Death Works Backwards: C. S. Lewis on Sin, the Law and Redemption
My Recent Lecture on C. S. Lewis' The Lion, the Witch, and the Wardrobe
In April, I got the opportunity to give two lectures on C. S. Lewis at The Inklings Fellowship meeting in Montreat, NC. This was the first of those two lectures, entitled, “Death Works Backwards: Sin, the Law, and Redemption in The Lion, the Witch, and the Wardrobe.”
In this lecture, I discuss how Lewis represents the traditional “ransom” theory of atonement in The Lion, the Witch, and the Wardrobe and how he, agreeing with Matthew Arnold, came to identify the central message of the gospel as about passing through death into life.
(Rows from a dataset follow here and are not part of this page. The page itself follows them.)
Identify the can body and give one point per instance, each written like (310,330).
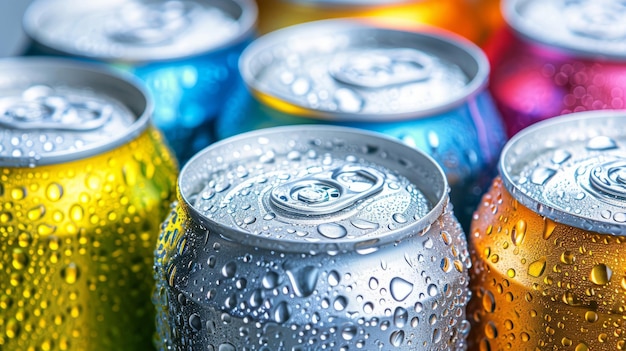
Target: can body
(542,279)
(463,17)
(188,76)
(278,280)
(78,228)
(536,76)
(465,136)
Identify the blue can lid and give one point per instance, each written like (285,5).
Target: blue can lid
(351,70)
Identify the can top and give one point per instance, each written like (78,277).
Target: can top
(571,169)
(313,188)
(353,2)
(351,70)
(588,28)
(58,110)
(139,30)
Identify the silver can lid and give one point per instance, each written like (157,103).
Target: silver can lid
(589,28)
(308,188)
(58,110)
(572,169)
(350,70)
(139,30)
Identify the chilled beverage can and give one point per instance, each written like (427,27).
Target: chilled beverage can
(547,242)
(558,57)
(85,182)
(427,89)
(185,52)
(472,19)
(311,238)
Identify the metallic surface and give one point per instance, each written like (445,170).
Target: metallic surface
(542,69)
(262,248)
(463,17)
(426,89)
(547,247)
(78,226)
(188,72)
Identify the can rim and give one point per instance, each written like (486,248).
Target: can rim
(477,83)
(248,19)
(132,90)
(515,21)
(544,208)
(249,239)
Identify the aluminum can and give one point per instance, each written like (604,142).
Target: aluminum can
(85,182)
(185,52)
(547,242)
(468,18)
(427,89)
(311,238)
(558,57)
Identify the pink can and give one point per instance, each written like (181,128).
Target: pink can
(557,57)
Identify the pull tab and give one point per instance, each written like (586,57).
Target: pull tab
(150,24)
(328,192)
(40,108)
(610,178)
(598,19)
(381,68)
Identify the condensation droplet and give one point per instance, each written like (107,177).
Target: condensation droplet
(348,100)
(537,268)
(363,224)
(282,312)
(601,143)
(560,156)
(400,289)
(397,338)
(489,302)
(600,274)
(332,230)
(54,192)
(195,322)
(541,175)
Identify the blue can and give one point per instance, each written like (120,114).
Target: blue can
(185,52)
(426,88)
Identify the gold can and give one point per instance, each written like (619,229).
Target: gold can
(85,182)
(470,19)
(547,241)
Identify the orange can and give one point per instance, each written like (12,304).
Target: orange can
(465,17)
(547,244)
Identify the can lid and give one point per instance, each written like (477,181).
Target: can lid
(353,2)
(351,70)
(589,28)
(139,30)
(313,188)
(571,169)
(57,110)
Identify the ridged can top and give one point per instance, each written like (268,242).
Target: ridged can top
(139,30)
(58,110)
(572,169)
(351,70)
(589,28)
(311,188)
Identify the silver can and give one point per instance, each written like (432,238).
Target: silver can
(311,238)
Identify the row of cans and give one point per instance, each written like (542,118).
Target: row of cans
(294,237)
(340,72)
(423,85)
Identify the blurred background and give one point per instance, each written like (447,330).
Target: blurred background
(12,37)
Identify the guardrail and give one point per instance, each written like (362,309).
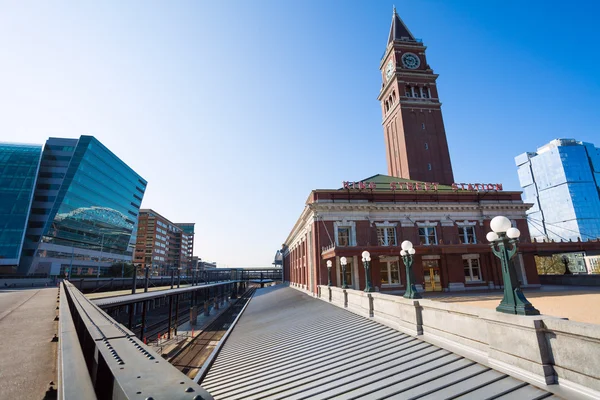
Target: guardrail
(100,359)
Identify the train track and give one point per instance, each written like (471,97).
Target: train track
(191,358)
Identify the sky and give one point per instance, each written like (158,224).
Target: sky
(235,110)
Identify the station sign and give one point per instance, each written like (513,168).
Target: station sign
(425,186)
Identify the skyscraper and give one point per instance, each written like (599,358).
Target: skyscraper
(84,212)
(19,164)
(415,138)
(562,181)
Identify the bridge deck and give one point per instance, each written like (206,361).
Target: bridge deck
(141,296)
(288,345)
(28,357)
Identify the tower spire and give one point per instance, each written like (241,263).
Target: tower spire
(398,30)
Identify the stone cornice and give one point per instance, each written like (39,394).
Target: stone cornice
(420,207)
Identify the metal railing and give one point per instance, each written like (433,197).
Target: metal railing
(100,359)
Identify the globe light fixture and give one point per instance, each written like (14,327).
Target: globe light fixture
(503,241)
(407,253)
(366,262)
(343,261)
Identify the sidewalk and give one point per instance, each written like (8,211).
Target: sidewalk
(168,348)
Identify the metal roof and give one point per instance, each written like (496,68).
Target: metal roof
(288,345)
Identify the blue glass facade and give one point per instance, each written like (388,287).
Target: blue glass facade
(562,181)
(85,210)
(19,164)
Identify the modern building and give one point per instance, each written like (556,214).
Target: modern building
(83,216)
(163,245)
(562,181)
(186,237)
(418,201)
(19,164)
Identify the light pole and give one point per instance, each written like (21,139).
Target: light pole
(343,262)
(503,241)
(407,253)
(366,261)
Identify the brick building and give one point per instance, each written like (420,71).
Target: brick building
(418,201)
(162,244)
(446,224)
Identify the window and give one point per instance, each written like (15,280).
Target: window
(344,236)
(472,270)
(466,234)
(427,235)
(390,273)
(386,236)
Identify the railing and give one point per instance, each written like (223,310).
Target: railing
(100,359)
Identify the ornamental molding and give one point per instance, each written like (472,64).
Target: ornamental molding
(420,208)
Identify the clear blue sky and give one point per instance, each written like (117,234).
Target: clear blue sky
(233,111)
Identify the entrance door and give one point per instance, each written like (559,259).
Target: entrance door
(431,276)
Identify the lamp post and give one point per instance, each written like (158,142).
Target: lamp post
(366,261)
(343,262)
(503,241)
(407,253)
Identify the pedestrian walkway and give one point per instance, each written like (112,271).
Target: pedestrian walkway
(570,302)
(28,356)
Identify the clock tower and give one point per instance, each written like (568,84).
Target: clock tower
(415,138)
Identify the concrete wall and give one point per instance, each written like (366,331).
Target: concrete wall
(543,350)
(575,280)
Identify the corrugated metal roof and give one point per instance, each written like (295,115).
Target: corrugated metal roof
(288,345)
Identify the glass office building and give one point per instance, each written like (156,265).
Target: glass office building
(19,164)
(562,181)
(85,210)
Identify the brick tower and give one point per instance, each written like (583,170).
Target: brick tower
(415,139)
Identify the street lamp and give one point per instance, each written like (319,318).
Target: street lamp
(407,253)
(366,261)
(503,241)
(343,262)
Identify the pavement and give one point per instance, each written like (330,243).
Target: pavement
(28,356)
(573,302)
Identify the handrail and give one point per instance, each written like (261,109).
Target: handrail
(74,382)
(107,361)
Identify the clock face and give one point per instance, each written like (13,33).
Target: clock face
(410,61)
(390,69)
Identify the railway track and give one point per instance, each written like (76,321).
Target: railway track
(191,358)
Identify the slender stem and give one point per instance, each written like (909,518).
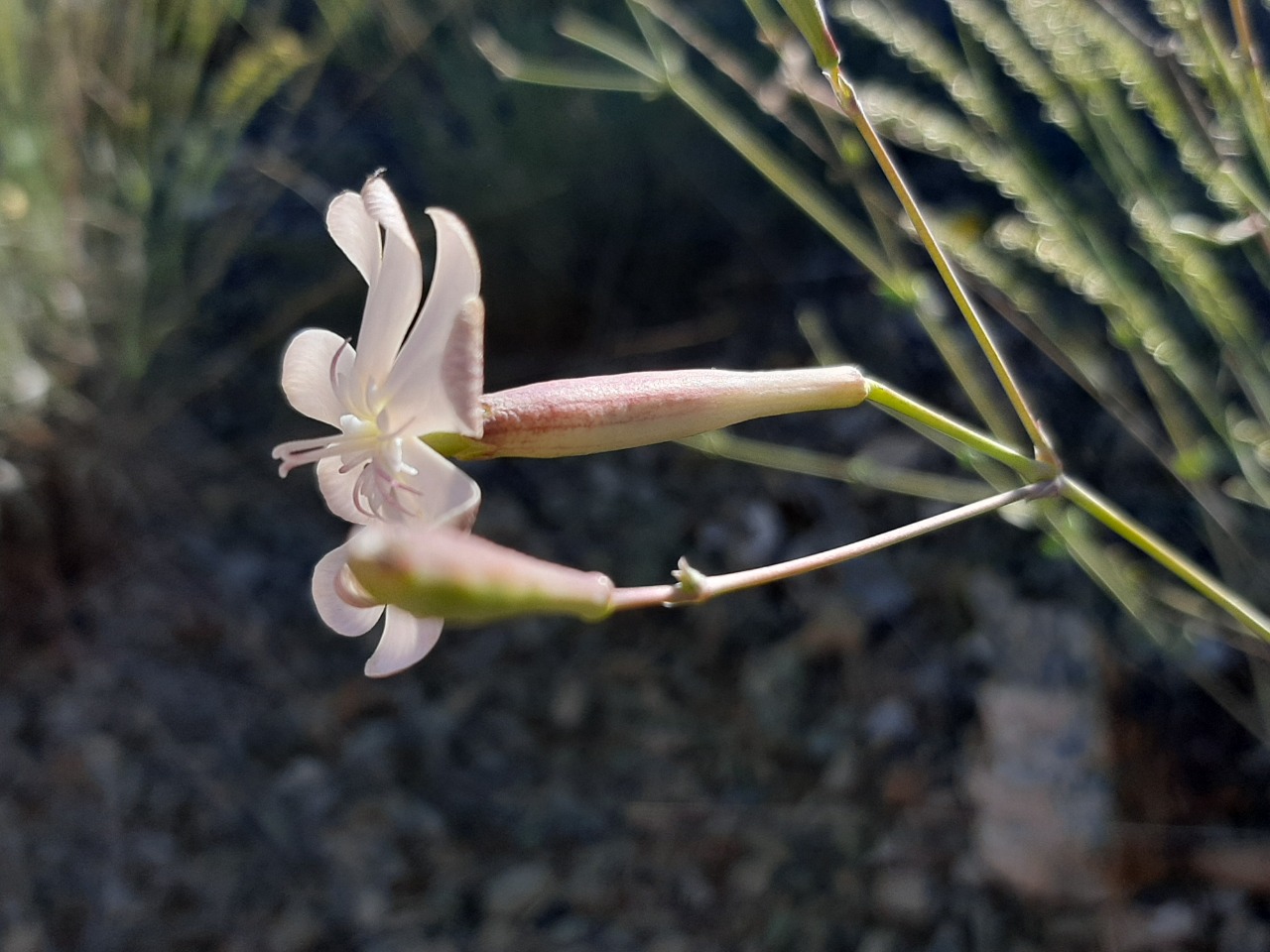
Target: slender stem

A link to the lecture (via William O’Flaherty’s excellent CS Lewis YouTube channel) is below.
Jason! Why do you insist on making me rethink everything I've ever learned about my faith: The idea of Israel (now and in the past), Penal Substitutionary Atonement, Atonement in the form of payment, needing a new heart to bring about a right judgement, Jewish Eschatology, and the list goes on.... Dang it!!!
Could you speak more on Christians "never being entirely free from the threat of [Sin's] reemergence"? What is the nature of indwelling sin in the life of the believer? Why/How does sin still dwell in the believer?